El panfleto del matemático Piergiorgio Odifreddi Porqué no podemos ser cristianos (y mucho menos católicos) publicado con grandes toques de trompeta por la editorial Longanesi, es un libro que nace viejo y moribundo, más o menos como el gobierno Prodi reanimado recientemente por el Parlamento. Sostiene que toda religión es necesariamente enemiga de la ciencia, la democracia y el progreso económico. El matemático asegura que «el mismo término de 'cretino' deriva de cristiano» y que el cristianismo «siendo una religión para cretinos literales no se adapta a los que, quizá para ellos por fortuna, han sido condenados a no serlo», algo que da explicación también a su fortuna, porque «más de la mitad de la población mundial tiene una inteligencia inferior a la media». Sin embargo admite que esa crítica puede resultar poco convincente a muchos —alguno, quien sabe, puede hasta sentirse ofendido— y propone cavar más profundo para descubrir que el texto contrario a la razón y al progreso es la Biblia hebrea, en la que encontramos tal carga de violencia que nos permite explicarnos por qué el actual estado de Israel (por otro lado fundado por socialistas bastante laicos) es un «estado fascista» que persigue a musulmanes palestinos. Es cierto que a Odifreddi no le gusta tampoco el Islam, que también es una religión, pero ellos le merecen más indulgencia en cuanto «víctimas de la Cruzada» y hoy de la «rapiña de sus pozos de petróleo».
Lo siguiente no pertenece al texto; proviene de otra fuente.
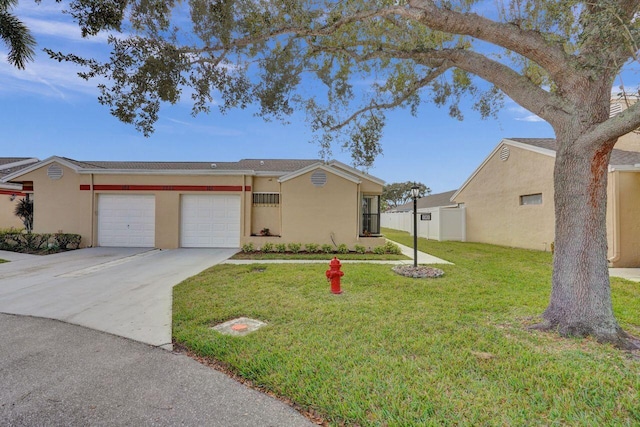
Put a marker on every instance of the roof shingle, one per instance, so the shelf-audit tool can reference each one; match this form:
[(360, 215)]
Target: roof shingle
[(618, 157), (271, 165)]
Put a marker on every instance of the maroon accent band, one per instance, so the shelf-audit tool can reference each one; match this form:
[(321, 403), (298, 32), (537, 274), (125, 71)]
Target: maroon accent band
[(106, 187), (13, 193)]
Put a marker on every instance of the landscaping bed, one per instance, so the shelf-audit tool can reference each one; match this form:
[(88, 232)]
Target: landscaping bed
[(393, 350), (38, 243), (316, 256)]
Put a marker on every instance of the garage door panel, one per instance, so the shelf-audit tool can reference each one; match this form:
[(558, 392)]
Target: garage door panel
[(126, 220), (210, 221)]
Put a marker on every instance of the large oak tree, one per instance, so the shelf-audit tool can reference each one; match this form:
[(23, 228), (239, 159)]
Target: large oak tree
[(558, 60)]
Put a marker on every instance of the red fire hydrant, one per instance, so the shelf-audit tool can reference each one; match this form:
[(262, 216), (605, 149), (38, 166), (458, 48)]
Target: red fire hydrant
[(334, 274)]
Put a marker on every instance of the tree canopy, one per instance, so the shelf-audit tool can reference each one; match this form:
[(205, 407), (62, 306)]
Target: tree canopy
[(399, 193), (16, 35), (558, 60)]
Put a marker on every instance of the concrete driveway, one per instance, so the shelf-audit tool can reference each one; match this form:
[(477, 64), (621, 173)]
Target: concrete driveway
[(56, 374), (123, 291)]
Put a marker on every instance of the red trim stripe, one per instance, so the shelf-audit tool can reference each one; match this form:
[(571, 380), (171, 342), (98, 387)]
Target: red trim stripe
[(107, 187), (11, 193)]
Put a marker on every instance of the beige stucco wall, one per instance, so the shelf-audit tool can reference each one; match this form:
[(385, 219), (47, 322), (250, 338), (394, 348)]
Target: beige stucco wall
[(623, 210), (306, 214), (61, 205), (629, 142), (492, 201), (58, 205), (7, 209), (310, 214)]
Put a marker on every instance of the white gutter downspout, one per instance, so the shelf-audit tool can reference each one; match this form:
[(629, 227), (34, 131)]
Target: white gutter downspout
[(93, 212), (243, 206), (615, 220), (280, 207)]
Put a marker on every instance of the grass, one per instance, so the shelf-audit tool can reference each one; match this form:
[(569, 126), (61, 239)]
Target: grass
[(398, 351), (318, 256)]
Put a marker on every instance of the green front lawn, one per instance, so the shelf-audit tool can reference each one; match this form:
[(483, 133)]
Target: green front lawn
[(393, 350)]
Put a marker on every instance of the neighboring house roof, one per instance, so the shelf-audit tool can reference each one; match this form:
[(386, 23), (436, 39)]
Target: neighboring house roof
[(547, 146), (618, 157), (11, 165), (431, 201)]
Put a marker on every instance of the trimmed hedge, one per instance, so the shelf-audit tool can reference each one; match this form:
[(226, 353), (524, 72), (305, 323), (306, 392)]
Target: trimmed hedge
[(38, 243)]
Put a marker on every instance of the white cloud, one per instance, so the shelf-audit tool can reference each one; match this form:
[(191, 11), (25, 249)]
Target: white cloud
[(523, 115), (65, 30), (45, 78), (210, 130)]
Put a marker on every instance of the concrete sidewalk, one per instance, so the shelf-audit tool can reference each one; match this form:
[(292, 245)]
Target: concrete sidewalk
[(57, 374)]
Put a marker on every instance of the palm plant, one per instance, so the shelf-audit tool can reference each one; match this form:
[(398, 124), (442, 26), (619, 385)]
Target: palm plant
[(16, 36), (24, 211)]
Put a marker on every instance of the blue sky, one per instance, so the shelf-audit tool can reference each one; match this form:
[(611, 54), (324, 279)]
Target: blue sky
[(47, 110)]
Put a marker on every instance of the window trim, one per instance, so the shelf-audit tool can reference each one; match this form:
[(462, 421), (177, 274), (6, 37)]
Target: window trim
[(265, 198)]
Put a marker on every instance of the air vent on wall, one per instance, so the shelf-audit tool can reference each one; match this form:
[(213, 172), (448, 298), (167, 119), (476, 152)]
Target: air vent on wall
[(319, 178), (54, 171), (504, 153)]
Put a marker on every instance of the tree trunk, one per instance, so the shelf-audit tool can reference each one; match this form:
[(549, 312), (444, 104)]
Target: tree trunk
[(580, 302)]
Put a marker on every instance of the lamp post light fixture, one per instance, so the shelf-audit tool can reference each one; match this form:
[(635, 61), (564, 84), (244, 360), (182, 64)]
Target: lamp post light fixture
[(415, 193)]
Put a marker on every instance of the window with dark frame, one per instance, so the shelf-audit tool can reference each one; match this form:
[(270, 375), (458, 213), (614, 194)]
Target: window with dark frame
[(266, 199), (531, 199)]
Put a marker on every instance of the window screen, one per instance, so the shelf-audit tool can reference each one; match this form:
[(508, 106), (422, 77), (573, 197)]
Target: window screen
[(266, 198)]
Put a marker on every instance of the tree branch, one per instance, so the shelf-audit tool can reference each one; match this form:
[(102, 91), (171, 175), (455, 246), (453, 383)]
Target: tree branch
[(618, 125), (518, 87), (528, 43), (398, 99)]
Antes que nada, algunos retazos de historiografía y de sociología recientes. A Odifreddi no habría más que aconsejarle, por limitarse a una sola referencia, la lectura de la obra del mayor sociólogo de las religiones con vida, Rodney Stark, que no es católico y se declara «creyente a su manera», probablemente no sea un cretino, o al menos eso consideran sus colegas de todo el mundo (la mayoría no creyentes) y que lo han elegido repetidamente presidente de la Sociedad para el estudio Científico de la Religión y de la Asociación de Sociología de las Religiones.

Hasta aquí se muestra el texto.